Warning: This is about celebrations, but it’s not necessarily a “feel good” post.
Lots of celebrations in Juquila. In all of Mexico, I suppose, but I mostly know Juquila.
Of course, girls have a quinceañera, ( Spanish: “fifteen years celebration”) also called quince años. According to the on-line Encyclopedia Britannica:
“…this is the Mexican celebration of a girl’s 15th birthday, marking her passage from childhood to adulthood. The traditional quinceañera is both a religious and a social event that emphasizes the importance of the family and society in the life of young people.”
I didn’t go to any quinceaneras. Conan described them to us, and they sound like a huge big deal. I’m not sure how I feel about celebrating a 15 year old girl’s transition to adulthood, but am not going to worry about that today.
I saw this celebration outside the church, with dancers:
I don’t know what they were celebrating. It kind of reminded me of World Fest ~ isn’t that funny? And the dance was similar to Irish clogging, at least to my untrained eye.
What I remember best from that part of the afternoon is watching a group of children playing. They get a ball stuck in a tree. Several adults try different strategies to get the ball down, while others of us watch hopefully.
A stick is not long enough. Another man is not able to shake the tree limbs enough to get the ball down. A third man has a package of some kind. He throws the package at the ball, and succeeds ~ in getting the package stuck in the tree too.
We move on then, and I wonder if the ball and the package are still up there, even now.
Here is another celebration. I hear the music from Paulina’s house and come out to take some pictures.
It goes on for a long time. After it is almost gone, I ask Conan what the celebration is. He hesitates a minute ~ shrugs, “I don’t know,” then says ~ “Wait! Yes, I do. It’s the three year birthday celebration! ‘Coz look – here she comes with her parents.”
I missed the picture, you’ll have to imagine it. At the end of the parade, a cute three year old girl dressed in a long pink dress, with a full skirt, walking along holding her mommy’s hand on one side, daddy on the other ~ presumably, anyhow.
“Wow,” I say. “That’s a big birthday party for a three year old.”
Conan nods, frowning a little. “Yes,” he says, “that’s because three years, I think, is considered some kind of cut-off, like if you make it to 3 years old, the parents are grateful and have a special party because you’re probably going to live.”
I’m not sure what to think of this ~ that’s why I miss the picture, standing there pondering.
But I decide it makes perfect sense. In fact, I kind of wonder why we don’t do it.
Surely everywhere the early years are the most risky for losing a child. Do we just prefer not to think about it? I can’t think of anything we do that is this kind of recognition or celebration.

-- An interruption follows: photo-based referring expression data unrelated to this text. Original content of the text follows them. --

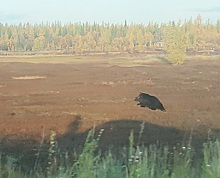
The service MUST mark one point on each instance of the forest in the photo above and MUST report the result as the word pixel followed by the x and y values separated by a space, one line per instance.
pixel 80 38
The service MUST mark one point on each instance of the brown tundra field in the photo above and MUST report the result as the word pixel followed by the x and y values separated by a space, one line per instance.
pixel 71 95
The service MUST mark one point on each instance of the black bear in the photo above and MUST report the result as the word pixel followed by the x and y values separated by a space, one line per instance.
pixel 152 102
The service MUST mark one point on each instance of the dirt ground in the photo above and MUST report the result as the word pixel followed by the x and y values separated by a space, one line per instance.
pixel 74 96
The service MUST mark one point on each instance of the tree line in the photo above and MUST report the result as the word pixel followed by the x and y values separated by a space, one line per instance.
pixel 79 38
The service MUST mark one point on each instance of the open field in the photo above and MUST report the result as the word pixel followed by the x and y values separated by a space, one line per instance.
pixel 71 95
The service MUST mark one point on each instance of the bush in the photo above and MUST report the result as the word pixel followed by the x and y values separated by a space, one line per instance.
pixel 175 43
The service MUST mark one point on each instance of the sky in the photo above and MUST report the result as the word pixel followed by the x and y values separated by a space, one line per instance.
pixel 112 11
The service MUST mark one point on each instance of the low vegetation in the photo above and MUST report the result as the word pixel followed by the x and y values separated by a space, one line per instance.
pixel 139 162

Of course, the easy answer would be if the mortality rate were lots higher for children under 3 in Mexico than in the U.S. But when I consult the World Bank information, I’m not convinced that’s it.
I don’t find data for under three years old, but there are statistics for deaths under 5 years old per 1000 live births. And there is a difference ~ in the U.S. it’s 8 per thousand, in Mexico, it’s 17, as of 2011. And that seems significant.

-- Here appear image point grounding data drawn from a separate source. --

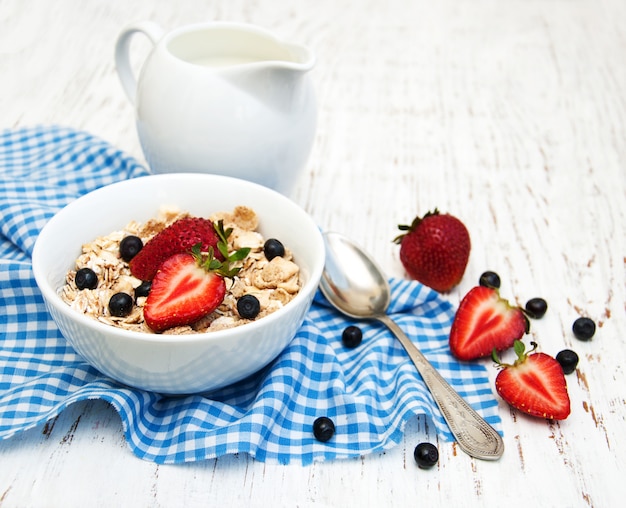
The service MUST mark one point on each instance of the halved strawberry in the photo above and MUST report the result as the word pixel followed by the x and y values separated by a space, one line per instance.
pixel 485 321
pixel 182 292
pixel 178 237
pixel 534 384
pixel 188 286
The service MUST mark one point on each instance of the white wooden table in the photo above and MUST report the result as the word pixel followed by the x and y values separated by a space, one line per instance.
pixel 509 114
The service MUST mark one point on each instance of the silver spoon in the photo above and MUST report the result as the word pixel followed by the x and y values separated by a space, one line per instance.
pixel 354 284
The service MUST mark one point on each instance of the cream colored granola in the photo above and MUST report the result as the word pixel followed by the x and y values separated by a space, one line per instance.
pixel 274 282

The CIA “The World Factbook” ranks countries by rate of death of infants under one year, estimating for 2012. By this standard:
Mexico is ranked 104th with 16.77. The U.S. is ranked 174th with 5.98.
If that sounds like a big difference, consider that Afghanistan is first, with over 121 deaths per 1000.
France,(212) Spain (213) and Italy (214) each have about 3 deaths per 1000.
Japan is 221 with 2 deaths, and Monaco is last with only 1,8 deaths of infants per 1000 live births predicted in 2012.
I think it’s interesting that the U.S. number drops from 8 deaths for the under-5 category to about 6 for the under 1-year old, while Mexico’s number is about the same. I don’t think it’s a straight comparison, but if the U.S. had 8, we would be in the 150’s, along with Bosnia and Latvia. And does that suggest that we have a higher rate of infant mortality than Mexico between one and five years old?
I know, you can’t compare different sets of data like that. It’s just something to think about, right?
But I don’t think the answer to this cultural difference lies in the data.
I think the difference ~ maybe ~ is in our tendency, in this country, to want to avoid thinking about death. We don’t want to talk about it or think about and really, we’d prefer for nobody to do it. Ever. Which would be interesting, wouldn’t it? Imagine family reunions with 10 and 12 generations…
Ok, that’s silly, but you know what I’m saying ~ or if you don’t, it would take me a whole other blog post (at least) to explain it.
I don’t like thinking about death either. Particularly the deaths of children under the age of 5. But they happen. We can’t prevent them all.
In Mexico, when this particular bad thing doesn’t happen, they celebrate.